Mobius transformations take circles to circles. So the transformation $T$ such that $T(D) =D$ takes the unit circle $\tau$ to another circle $\tau'$. Since $T$ maintains orientation, $T$ maps $D$ to either inside or outside of $\tau'$. Since $T(D) = D$, it follows that $T$ must map $D$ to inside of $\tau'$. It follows that $\tau' = \tau$.
Following @H.H.Rugh 's idea, by equating $|\frac{az+b}{cz+d}|=1$ we obtain
$$
|a|^2 + |b|^2 = |c|^2 + |d|^2 \tag{1} \label{eq1}
$$
$$
a\bar{b} = c\bar{d} \tag{2} \label{eq2}
$$
assuming $c = 0$ we have
$$ab = 0 \land bc = 0 \tag{3} \label{eq3}$$
$$|a|^2 = |d|^2 \tag{4} \label{eq4}$$
Since $ad -bc \neq 0 \land bc = 0$, we have $ad \neq 0$
Therefore $a \neq 0 \land d \neq 0$. We get
$$T(z) = \frac{az}{d}$$
Since $|a| = |d|$, we get
$$T(z) = \lambda z$$
wher $|\lambda| = 1$
Suppose $c \neq 0$. Then we have
$$\bar{d} = \frac{a\bar{b}}{c} \tag{5} \label{eq5}$$
$$
\implies |d|^2 = \frac{|a|^2|b|^2}{|c|^2} \tag{6} \label{eq6}$$
Substitute $\eqref{eq6}$ in $\eqref{eq1}$ and obtain after multiplying both sides by $|c|^2$ and gathering common terms
$$(|a|^2 - |c|^2)(|b|^2 - |c|^2) = 0$$
Suppose $|a| = |c|$. Substituting $\eqref{eq5}$, we get
$$T(z) = \frac{az+b}{cz+\frac{\bar{a}b}{\bar{c}}}= \frac{a\bar{c}z + b\bar{c}}{|c|^2z+\bar{a}b}$$
Let $c = e^{i\theta}a, \theta \in \mathbb{R}$. Then
$$T(z) = \frac{|a|^2 e^{-i\theta}z + \bar{a}b e^{-i\theta}}{|a|^2z+\bar{a}b}
= e^{-i\theta}\frac{|a|^2 z + \bar{a}b}{|a|^2z+\bar{a}b}
= e^{-i\theta}$$
In this case T is not a mobius transformation.
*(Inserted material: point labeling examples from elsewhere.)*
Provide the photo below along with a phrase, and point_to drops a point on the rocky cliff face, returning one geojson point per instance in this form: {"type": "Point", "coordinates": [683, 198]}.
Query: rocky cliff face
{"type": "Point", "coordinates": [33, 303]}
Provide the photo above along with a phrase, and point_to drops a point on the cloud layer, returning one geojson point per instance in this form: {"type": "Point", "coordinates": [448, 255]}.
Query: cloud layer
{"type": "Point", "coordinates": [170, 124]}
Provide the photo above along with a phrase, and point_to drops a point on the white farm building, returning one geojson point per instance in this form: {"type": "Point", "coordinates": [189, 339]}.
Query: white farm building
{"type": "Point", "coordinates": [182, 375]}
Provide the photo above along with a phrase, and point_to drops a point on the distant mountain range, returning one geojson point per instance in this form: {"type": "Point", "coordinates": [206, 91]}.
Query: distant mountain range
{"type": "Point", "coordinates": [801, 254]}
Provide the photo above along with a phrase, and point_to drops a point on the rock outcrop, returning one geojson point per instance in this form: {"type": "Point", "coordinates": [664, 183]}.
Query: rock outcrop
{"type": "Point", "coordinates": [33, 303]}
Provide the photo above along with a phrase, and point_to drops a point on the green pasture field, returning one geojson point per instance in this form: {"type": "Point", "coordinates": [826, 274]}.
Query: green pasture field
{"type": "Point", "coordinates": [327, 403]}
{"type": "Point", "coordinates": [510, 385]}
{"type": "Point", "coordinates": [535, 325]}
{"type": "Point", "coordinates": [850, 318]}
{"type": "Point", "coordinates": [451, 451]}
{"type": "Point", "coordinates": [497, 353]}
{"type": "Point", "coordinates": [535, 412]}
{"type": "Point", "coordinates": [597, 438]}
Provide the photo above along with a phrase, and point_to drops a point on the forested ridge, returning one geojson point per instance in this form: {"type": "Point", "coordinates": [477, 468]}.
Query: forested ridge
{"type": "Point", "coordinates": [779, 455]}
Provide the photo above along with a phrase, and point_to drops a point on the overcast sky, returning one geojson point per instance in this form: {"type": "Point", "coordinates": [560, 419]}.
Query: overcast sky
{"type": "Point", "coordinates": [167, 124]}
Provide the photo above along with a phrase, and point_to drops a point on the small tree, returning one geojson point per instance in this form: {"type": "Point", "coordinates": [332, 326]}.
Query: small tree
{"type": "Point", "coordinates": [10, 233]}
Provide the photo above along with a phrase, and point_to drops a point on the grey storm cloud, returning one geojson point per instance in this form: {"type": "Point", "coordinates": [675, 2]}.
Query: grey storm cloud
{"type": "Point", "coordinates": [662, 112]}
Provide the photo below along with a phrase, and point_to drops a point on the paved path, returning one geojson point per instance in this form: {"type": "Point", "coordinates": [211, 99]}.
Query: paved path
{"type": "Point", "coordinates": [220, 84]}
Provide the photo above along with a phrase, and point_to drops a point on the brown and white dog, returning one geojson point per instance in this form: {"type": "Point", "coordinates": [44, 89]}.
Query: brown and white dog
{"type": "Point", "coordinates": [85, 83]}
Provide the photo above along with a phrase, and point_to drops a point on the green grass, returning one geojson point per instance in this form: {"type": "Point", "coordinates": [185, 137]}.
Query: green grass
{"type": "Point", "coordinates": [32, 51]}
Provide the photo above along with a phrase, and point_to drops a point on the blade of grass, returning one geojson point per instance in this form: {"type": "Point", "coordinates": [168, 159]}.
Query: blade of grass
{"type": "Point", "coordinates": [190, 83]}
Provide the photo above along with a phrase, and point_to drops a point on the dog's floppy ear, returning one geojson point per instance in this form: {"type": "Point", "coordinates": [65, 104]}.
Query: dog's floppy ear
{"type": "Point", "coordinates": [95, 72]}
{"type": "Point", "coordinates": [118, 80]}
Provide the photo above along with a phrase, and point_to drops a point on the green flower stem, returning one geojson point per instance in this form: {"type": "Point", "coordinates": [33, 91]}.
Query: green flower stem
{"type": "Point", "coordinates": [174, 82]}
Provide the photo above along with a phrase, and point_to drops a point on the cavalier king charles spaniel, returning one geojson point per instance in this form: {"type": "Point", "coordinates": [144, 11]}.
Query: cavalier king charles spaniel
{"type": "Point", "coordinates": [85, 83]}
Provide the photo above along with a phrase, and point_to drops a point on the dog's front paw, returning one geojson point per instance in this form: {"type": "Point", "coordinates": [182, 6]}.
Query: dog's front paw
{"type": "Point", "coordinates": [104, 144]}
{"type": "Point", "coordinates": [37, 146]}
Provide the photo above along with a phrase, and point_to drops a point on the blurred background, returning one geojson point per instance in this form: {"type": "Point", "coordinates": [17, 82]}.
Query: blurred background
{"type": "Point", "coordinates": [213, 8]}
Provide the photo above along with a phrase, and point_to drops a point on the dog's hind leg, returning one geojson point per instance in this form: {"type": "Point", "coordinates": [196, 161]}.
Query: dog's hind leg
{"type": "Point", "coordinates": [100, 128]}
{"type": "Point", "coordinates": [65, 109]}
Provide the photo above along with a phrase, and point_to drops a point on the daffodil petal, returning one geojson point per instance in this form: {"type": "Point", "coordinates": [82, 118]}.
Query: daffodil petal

Therefore we must necessarily have $|b| = |c|$. Let $c = be^{i\theta}, \theta \in \mathbb{R}$. Then
$$
T(z) = \frac{a\bar{b}e^{-i\theta}z + |b|^2e^{-i\theta}}{|b|^2z + \bar{a}b}
$$
$$
= e^{-i\theta}\frac{a\bar{b}z + |b|^2}{|b|^2z + \bar{a}b}
$$
$$
=e^{-i\theta}\frac{\bar{b}}{b}\frac{az + b}{\bar{b}z + \bar{a}}
$$
$$
= \lambda \frac{az + b}{\bar{b}z + \bar{a}} \tag7 \label{eq7}
$$
where $|\lambda| = 1$. Suppose $z_1 = T(1), z_2 = T(i), z_3 = T(-1)$. By orientation principle, the direction $z_1 \rightarrow z_2 \rightarrow z_3$ should also be clockwise. This means $Im (\frac{z_3 - z_2}{z_2 - z_1}) > 0$.
Evaluating each $z_i$ for $i \in \{1,2,3\}$
$$
z_1 = \lambda\frac{a+b}{\bar{a}+\bar{b}} \tag8 \label{eq8}
$$
$$
z_2 = \lambda\frac{ai+b}{\bar{a}+\bar{b}i} \tag9 \label{eq9}
$$
$$
z_3 = \lambda\frac{a-b}{\bar{b}-\bar{a}} \tag{10}\label{eq10}
$$
Using $\eqref{eq8}$, $\eqref{eq9}$ and $\eqref{eq10}$, we get
$$
\frac{z_3 - z_2}{z_2 - z_1}
= \frac{i+1}{i-1}\frac{\bar{a}+\bar{b}}{\bar{b}-\bar{a}}
$$
$$=\sqrt{2}\frac{[i(a\bar{b} -\bar{a}b)
+ i (|a|^2 - |b|^2)]}
{|b - a|^2} \tag{11} \label{eq11}$$
So $Im (\frac{z_3 - z_2}{z_2 - z_1}) > 0$ implies $|a| > |b|$. It means $a \neq 0$. Let $ b = -\alpha a$, where $|\alpha| < 1$. Substituting in $\eqref{eq7}$ we get
$$
T(z) = \lambda\frac{az-\alpha a}
{-\bar{\alpha}\bar{a}z + \bar{a}}
$$
$$
=\lambda\frac{a}{-\bar{a}}\frac{z-\alpha}
{\bar{\alpha}z - 1}
$$
Therefore
$$
T(z) = e^{i\theta}\frac{z-\alpha}{\bar{\alpha}z - 1},
|\alpha| < 1, \theta \in \mathbb{R}
$$